A PyTorch-based object detection project using Mask R-CNN to detect pedestrians in the Penn-Fudan dataset. This project demonstrates model training, evaluation, and visualization with PyTorch and Torchvision.

Prerequisites
Project Setup
Project Structure
Data Preparation
Configuration
Training
Evaluation
Visualization
Testing
Debugging

Prerequisites

Python 3.10+
uv for package management
CUDA-compatible GPU (optional but recommended)

Project Setup

Clone the repository:

git clone https://github.com/yourusername/torchvision-vibecoding-project.git
cd torchvision-vibecoding-project

Set up the environment with uv:

uv init
uv sync

Install development dependencies:

uv add ruff pytest matplotlib

Set up pre-commit hooks:

pre-commit install

Project Structure

├── configs/                 # Configuration files
│   ├── base_config.py       # Base configuration with defaults
│   ├── debug_config.py      # Configuration for quick debugging
│   └── pennfudan_maskrcnn_config.py  # Configuration for Penn-Fudan dataset
├── data/                    # Dataset directory (not tracked by git)
│   └── PennFudanPed/        # Penn-Fudan pedestrian dataset
├── models/                  # Model definitions
│   └── detection.py         # Mask R-CNN model definition
├── outputs/                 # Training outputs (not tracked by git)
│   └── <config_name>/       # Named by configuration
│       ├── checkpoints/     # Model checkpoints
│       └── *.log            # Log files
├── scripts/                 # Utility scripts
│   ├── download_data.sh     # Script to download dataset
│   ├── test_model.py        # Script for quick model testing
│   └── visualize_predictions.py  # Script for prediction visualization
├── tests/                   # Unit tests
│   ├── conftest.py          # Test fixtures
│   ├── test_data_utils.py   # Tests for data utilities
│   ├── test_model.py        # Tests for model functionality
│   └── test_visualization.py  # Tests for visualization
├── utils/                   # Utility modules
│   ├── common.py            # Common functionality
│   ├── data_utils.py        # Dataset handling
│   ├── eval_utils.py        # Evaluation functions
│   └── log_utils.py         # Logging utilities
├── train.py                 # Training script
├── test.py                  # Evaluation script
├── pyproject.toml           # Project dependencies and configuration
├── .pre-commit-config.yaml  # Pre-commit configuration
└── README.md                # This file

Data Preparation

Download the Penn-Fudan pedestrian dataset:

./scripts/download_data.sh

This will download and extract the dataset to the data/PennFudanPed directory.

Configuration

The project uses Python dictionaries for configuration:

configs/base_config.py: Default configuration values
configs/pennfudan_maskrcnn_config.py: Configuration for training on Penn-Fudan
configs/debug_config.py: Configuration for quick testing (CPU, minimal training)

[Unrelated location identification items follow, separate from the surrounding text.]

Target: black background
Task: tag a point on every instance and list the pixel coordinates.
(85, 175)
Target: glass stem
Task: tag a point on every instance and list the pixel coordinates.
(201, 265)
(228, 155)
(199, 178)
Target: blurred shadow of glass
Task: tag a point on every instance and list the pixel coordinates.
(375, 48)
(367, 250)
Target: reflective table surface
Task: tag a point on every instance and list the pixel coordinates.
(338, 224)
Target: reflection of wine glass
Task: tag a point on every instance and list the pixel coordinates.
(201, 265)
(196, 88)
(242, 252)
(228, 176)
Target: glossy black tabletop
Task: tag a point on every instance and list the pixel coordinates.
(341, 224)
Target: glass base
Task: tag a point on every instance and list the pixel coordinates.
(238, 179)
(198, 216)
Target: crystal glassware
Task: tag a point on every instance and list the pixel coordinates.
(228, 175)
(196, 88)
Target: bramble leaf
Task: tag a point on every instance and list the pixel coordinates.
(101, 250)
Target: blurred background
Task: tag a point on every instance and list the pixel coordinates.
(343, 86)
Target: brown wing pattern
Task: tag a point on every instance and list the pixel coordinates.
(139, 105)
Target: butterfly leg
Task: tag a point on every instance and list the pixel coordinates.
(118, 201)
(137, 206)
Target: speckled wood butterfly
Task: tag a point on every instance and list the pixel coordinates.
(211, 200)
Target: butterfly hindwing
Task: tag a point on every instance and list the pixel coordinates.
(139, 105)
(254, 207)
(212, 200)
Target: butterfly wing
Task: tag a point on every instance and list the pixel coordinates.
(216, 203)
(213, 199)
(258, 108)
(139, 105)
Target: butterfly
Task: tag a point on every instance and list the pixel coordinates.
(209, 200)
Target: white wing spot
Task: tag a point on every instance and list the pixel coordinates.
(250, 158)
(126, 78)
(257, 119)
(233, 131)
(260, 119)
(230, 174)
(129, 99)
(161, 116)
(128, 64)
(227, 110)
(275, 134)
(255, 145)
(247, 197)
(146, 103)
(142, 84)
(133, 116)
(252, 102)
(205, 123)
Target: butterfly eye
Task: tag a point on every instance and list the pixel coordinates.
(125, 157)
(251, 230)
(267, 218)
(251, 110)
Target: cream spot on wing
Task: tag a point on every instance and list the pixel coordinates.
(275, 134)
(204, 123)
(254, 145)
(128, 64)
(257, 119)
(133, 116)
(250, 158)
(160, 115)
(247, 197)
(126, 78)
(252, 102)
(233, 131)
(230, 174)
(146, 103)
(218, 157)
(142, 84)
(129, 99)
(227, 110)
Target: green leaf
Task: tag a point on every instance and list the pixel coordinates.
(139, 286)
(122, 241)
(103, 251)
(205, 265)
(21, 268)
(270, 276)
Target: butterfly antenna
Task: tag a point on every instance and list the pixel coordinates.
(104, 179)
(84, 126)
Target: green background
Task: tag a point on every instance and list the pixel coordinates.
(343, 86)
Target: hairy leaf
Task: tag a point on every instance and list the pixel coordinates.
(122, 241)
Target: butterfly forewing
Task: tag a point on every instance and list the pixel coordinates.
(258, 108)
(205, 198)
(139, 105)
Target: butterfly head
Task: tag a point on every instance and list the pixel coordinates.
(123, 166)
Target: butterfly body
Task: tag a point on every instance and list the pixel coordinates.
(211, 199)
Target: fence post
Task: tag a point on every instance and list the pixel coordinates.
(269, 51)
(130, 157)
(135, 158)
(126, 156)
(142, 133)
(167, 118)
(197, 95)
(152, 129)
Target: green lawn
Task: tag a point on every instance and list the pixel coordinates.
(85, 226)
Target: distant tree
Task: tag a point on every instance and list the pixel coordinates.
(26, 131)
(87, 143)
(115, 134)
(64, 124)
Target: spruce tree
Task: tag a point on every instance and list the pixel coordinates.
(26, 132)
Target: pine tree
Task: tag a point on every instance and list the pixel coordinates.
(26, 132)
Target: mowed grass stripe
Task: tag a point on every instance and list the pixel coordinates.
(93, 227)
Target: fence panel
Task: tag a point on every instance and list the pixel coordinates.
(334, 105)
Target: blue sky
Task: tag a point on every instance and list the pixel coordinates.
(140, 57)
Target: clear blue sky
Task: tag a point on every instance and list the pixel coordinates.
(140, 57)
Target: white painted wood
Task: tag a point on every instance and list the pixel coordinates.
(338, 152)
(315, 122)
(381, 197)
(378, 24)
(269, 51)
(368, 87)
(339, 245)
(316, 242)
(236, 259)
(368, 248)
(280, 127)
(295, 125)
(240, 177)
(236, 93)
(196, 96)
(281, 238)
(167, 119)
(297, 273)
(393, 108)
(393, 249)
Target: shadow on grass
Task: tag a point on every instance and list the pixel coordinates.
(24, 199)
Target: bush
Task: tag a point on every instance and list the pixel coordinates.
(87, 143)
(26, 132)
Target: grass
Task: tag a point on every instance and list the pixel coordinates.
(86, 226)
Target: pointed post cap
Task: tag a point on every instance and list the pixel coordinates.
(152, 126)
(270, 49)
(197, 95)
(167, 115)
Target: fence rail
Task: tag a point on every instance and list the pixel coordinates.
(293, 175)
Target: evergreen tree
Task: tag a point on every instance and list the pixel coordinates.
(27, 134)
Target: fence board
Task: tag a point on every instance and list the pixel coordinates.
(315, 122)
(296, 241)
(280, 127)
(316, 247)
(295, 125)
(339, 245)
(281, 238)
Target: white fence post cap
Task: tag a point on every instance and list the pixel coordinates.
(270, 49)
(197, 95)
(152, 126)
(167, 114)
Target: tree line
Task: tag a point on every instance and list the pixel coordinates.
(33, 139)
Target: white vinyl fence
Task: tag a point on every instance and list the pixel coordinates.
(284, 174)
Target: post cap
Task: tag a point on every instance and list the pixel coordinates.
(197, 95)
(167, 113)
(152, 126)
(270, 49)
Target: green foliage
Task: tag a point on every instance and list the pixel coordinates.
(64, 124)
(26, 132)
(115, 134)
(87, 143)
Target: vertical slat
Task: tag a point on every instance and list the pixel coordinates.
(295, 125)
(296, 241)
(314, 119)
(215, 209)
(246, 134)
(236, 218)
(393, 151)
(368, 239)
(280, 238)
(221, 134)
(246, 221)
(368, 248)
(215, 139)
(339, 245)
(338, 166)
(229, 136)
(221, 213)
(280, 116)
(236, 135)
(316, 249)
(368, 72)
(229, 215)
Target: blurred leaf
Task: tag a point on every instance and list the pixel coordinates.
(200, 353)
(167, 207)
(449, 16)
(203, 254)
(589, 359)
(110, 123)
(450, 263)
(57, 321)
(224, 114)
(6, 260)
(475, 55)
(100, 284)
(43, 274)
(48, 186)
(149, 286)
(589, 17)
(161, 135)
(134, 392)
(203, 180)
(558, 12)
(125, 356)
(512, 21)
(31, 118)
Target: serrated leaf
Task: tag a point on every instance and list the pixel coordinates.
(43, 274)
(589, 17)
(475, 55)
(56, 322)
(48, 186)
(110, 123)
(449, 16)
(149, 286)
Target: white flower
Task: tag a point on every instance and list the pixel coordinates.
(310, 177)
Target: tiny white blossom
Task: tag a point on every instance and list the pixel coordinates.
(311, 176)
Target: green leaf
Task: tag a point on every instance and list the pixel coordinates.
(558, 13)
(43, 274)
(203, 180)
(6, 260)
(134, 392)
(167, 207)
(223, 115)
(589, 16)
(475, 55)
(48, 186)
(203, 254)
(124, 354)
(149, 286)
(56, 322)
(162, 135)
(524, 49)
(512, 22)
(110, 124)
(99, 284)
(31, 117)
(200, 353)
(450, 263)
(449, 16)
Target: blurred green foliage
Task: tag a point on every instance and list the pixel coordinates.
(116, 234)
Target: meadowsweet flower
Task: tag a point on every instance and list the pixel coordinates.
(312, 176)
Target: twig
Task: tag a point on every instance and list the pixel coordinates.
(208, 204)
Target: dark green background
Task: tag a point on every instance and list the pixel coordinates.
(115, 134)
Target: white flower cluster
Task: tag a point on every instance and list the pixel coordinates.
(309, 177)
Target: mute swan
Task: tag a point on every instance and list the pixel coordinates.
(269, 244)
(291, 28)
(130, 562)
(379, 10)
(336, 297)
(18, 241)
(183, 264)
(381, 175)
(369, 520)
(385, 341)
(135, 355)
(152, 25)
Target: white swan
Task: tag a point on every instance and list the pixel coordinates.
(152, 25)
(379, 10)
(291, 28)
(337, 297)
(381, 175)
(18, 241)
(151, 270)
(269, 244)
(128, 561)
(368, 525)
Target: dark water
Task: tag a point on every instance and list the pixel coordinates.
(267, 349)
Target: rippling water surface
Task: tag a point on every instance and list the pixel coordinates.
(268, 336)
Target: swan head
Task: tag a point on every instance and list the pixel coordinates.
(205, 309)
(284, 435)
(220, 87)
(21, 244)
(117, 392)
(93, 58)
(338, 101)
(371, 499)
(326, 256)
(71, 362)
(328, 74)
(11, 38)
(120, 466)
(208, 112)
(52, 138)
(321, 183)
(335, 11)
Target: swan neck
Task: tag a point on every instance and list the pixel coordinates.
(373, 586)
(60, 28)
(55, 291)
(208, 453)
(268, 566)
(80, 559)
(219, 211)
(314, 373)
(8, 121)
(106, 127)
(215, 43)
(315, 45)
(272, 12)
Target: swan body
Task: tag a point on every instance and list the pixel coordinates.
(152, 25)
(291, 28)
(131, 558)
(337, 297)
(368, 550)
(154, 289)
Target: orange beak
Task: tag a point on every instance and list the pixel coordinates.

Key configuration parameters:

data_root: Path to dataset
output_dir: Directory for outputs
device: Computing device ('cuda' or 'cpu')
batch_size: Batch size for training
num_epochs: Number of training epochs
lr, momentum, weight_decay: Optimizer parameters

Training

Run the training script with a configuration file:

python train.py --config configs/pennfudan_maskrcnn_config.py

For quick debugging on CPU:

python train.py --config configs/debug_config.py

To resume training from the latest checkpoint:

python train.py --config configs/pennfudan_maskrcnn_config.py --resume

Training outputs (logs, checkpoints) are saved to outputs/<config_name>/.

Evaluation

Evaluate a trained model:

python test.py --config configs/pennfudan_maskrcnn_config.py --checkpoint outputs/pennfudan_maskrcnn_v1/checkpoints/checkpoint_epoch_10.pth

This runs the model on the test dataset and reports metrics.

Visualization

Visualize model predictions on images:

python scripts/visualize_predictions.py --config configs/pennfudan_maskrcnn_config.py --checkpoint outputs/pennfudan_maskrcnn_v1/checkpoints/checkpoint_epoch_10.pth --index 0 --output prediction.png

Parameters:

--config: Configuration file path
--checkpoint: Model checkpoint path
--index: Image index in dataset (default: 0)
--threshold: Detection confidence threshold (default: 0.5)
--output: Output image path (optional, displays interactively if not specified)

Testing

Run all tests:

python -m pytest

Run specific test file:

python -m pytest tests/test_data_utils.py

Run tests with verbosity:

python -m pytest -v

Debugging

For quick model testing without full training:

python scripts/test_model.py

This verifies:

Model creation
Forward pass
Backward pass
Dataset loading

For training with minimal resources:

python train.py --config configs/debug_config.py

This uses:

CPU computation
Minimal epochs (1)
Small batch size (1)
No multiprocessing

Code Quality

Format code:

ruff format .

Run linter:

ruff check .

Fix auto-fixable issues:

ruff check --fix .

Run pre-commit checks:

pre-commit run --all-files

README.md